Já o segundo foco é investir na expansão urbana ligada à infraestrutura que já existe na capital, dando mais atenção ao planejamento das novas casas.
O principal desafio continua sendo as dificuldades financeiras das últimas gestões na prefeitura, segundo Medeiros, o que gera impactos diretos na capacidade de investimento no curto prazo.
“Também há o desafio de tornar o ambiente de negócios mais ágil e competitivo, com a redução de entraves burocráticos e estímulo à abertura de novos empreendimentos”.
O ambiente econômico de Cuiabá é dominado pelo setor de serviços, comércio e indústria.
Até o dia 19 de março deste ano foram abertas 6.254 mil empresas em serviços; no comércio, foram 2.036 e na indústria foram 983, conforme dados da Jucemat (confira mais detalhes abaixo).
Para Macagnam, o ritmo da economia de Cuiabá causa preocupação. “O setor de serviços é o que mais tem crescido, pois o agro utiliza esse setor aqui na capital. Porém, o que a gente observa é que ao longo dos últimos 20 anos, cidades do interior cresceram absurdamente mais que Cuiabá, mais que a região da baixada”, explica.

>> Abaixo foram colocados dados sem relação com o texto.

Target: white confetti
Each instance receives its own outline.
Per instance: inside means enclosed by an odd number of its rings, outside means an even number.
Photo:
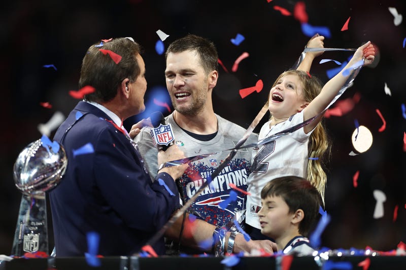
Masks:
[[[43,135],[49,137],[51,132],[56,129],[65,120],[65,116],[60,111],[56,111],[46,124],[38,125],[38,131]]]
[[[386,195],[382,191],[375,189],[374,190],[374,197],[377,200],[374,218],[380,218],[384,216],[384,203],[386,201]]]
[[[385,83],[385,93],[392,96],[392,92],[390,92],[390,89],[388,87],[388,85],[386,84],[386,83]]]
[[[160,30],[157,31],[156,33],[158,34],[158,36],[159,37],[159,38],[160,38],[162,41],[164,41],[168,36],[169,36],[168,34],[165,34]]]
[[[403,16],[402,16],[402,15],[397,13],[397,10],[396,10],[396,8],[390,7],[388,8],[388,9],[389,10],[389,12],[390,12],[394,17],[393,19],[393,23],[395,24],[395,26],[397,26],[400,24],[402,23],[402,20],[403,19]]]

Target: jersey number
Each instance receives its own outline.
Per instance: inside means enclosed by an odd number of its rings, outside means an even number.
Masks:
[[[252,172],[265,173],[268,169],[268,162],[262,162],[264,160],[274,152],[275,150],[275,141],[272,141],[264,144],[261,149],[254,158],[254,161],[251,166]]]

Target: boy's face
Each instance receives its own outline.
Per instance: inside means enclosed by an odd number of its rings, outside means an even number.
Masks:
[[[289,213],[289,206],[281,197],[268,197],[261,202],[262,206],[258,213],[261,233],[276,240],[283,237],[288,233],[294,213]]]

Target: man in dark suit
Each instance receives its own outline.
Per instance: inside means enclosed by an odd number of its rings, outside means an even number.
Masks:
[[[84,256],[89,232],[100,237],[98,254],[130,255],[179,207],[174,179],[187,165],[162,169],[153,181],[122,127],[124,120],[145,109],[140,53],[132,38],[119,38],[90,46],[83,58],[79,87],[95,91],[79,102],[54,137],[68,158],[63,179],[50,192],[58,256]],[[173,145],[157,159],[160,164],[184,157]],[[153,248],[163,253],[163,239]]]

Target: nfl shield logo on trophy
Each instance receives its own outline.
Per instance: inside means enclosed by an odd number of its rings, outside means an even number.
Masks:
[[[38,251],[39,246],[39,234],[28,234],[24,236],[23,250],[32,253]]]
[[[157,128],[153,129],[154,137],[158,144],[168,145],[174,141],[174,134],[170,124],[163,125],[159,124]]]

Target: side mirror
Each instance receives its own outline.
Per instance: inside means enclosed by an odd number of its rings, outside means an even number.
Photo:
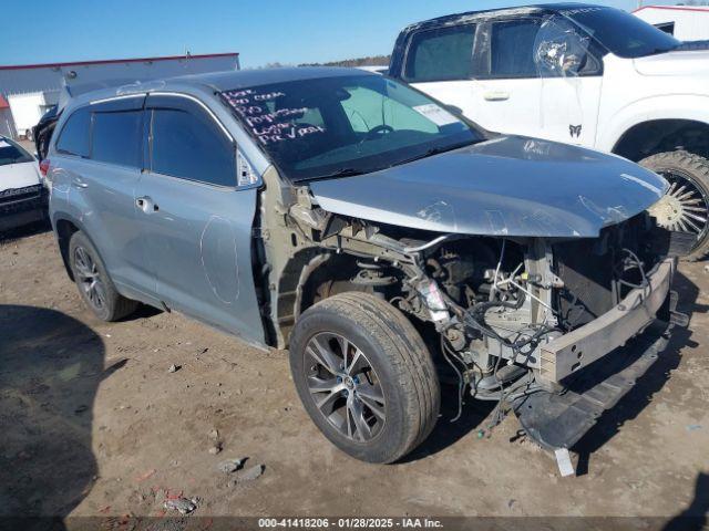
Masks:
[[[456,107],[455,105],[443,105],[449,113],[454,114],[455,116],[463,116],[463,110],[461,107]]]

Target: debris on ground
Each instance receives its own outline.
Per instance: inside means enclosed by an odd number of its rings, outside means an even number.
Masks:
[[[246,462],[247,457],[239,457],[237,459],[225,459],[217,465],[217,470],[224,473],[232,473],[240,469]]]
[[[197,499],[193,498],[188,500],[187,498],[177,498],[175,500],[167,500],[163,507],[165,507],[165,509],[179,511],[181,514],[189,514],[197,508]]]
[[[265,465],[256,465],[255,467],[247,468],[246,470],[240,471],[236,475],[236,478],[230,481],[232,486],[244,483],[246,481],[254,481],[259,478],[264,470],[266,469]]]
[[[138,483],[141,481],[145,481],[147,478],[152,477],[157,470],[155,470],[154,468],[151,470],[147,470],[144,473],[141,473],[137,478],[135,478],[135,481],[137,481]],[[121,478],[117,478],[116,480],[120,480]]]

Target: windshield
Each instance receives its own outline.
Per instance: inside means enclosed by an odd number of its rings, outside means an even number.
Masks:
[[[32,156],[14,142],[0,137],[0,166],[31,163]]]
[[[438,103],[380,75],[274,83],[223,95],[295,181],[374,171],[483,139]]]
[[[637,17],[614,8],[590,7],[562,10],[619,58],[633,59],[668,52],[680,42]]]

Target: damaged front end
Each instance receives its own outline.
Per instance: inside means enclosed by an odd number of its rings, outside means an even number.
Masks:
[[[496,402],[494,421],[513,410],[547,449],[573,446],[686,324],[670,289],[684,243],[646,212],[595,238],[436,233],[327,211],[275,179],[255,240],[271,344],[319,300],[373,293],[414,323],[461,404]]]

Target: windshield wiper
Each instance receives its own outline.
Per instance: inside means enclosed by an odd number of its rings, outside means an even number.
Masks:
[[[420,160],[422,158],[431,157],[433,155],[439,155],[441,153],[452,152],[454,149],[459,149],[465,146],[472,146],[473,144],[477,144],[479,142],[482,142],[482,140],[465,140],[465,142],[459,142],[458,144],[451,144],[450,146],[431,147],[414,157],[407,158],[404,160],[399,160],[389,167],[391,168],[393,166],[401,166],[402,164],[413,163],[414,160]]]
[[[308,177],[304,180],[321,180],[321,179],[336,179],[338,177],[352,177],[353,175],[362,175],[374,171],[373,169],[362,170],[357,168],[340,168],[337,171],[326,175],[316,175],[315,177]]]

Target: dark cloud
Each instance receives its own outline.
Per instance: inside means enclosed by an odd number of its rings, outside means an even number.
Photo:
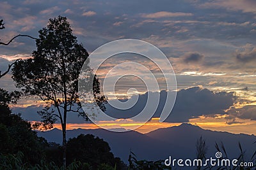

Ele ressalta a força econômica de Mato Grosso, com um Produto Interno Bruto (PIB) que costuma crescer mais que a média nacional.
“Nós não podemos perder a oportunidade de fazer com que a nossa cidade cresça tanto quanto cresce o interior do estado. Dados do IBGE que comparam a evolução do PIB municipal entre 2010 e 2020 revelam um cenário que exige reflexão. É natural que cidades mais jovens e com fronteiras agrícolas em expansão apresentem saltos percentuais maiores, pois crescem sobre uma base menor. No entanto, o que nos preocupa é o ritmo de Cuiabá”, diz.
O que chama atenção é que o mesmo setor que mais abre empresas, também é o que mais fecha. Até o dia 19 de março deste ano foram fechadas 3.114 empresas no setor de serviços; no comércio, foram 1.400 e na indústria foram 553, segundo dados da Jucemat (veja mais detalhes abaixo).
Para Medeiros, o principal desafio para expandir ainda mais passa pela superação dos gargalos estruturais históricos da capital, especialmente o déficit de infraestrutura urbana, como mobilidade, drenagem e saneamento.
“Estão previstas parcerias público-privadas para viabilizar projetos estruturantes, especialmente nas áreas de infraestrutura e turismo”, diz.
Já Macagnam aponta que o crescimento da capital deixou de ser centralizado e se espalhou em três frentes.
Segundo Macagnam, o crescimento econômico deve estar ligado ao planejamento urbano.
“Observamos gargalos estruturais que precisam de atenção imediata do poder público. Defendemos o conceito de ‘cidade inteligente’, onde o cidadão encontra trabalho, educação e lazer em sua própria região”, finaliza.
Isso porque, segundo ele, reduz o tempo de deslocamento, diminui o estresse urbano e potencializa a economia cuiabana.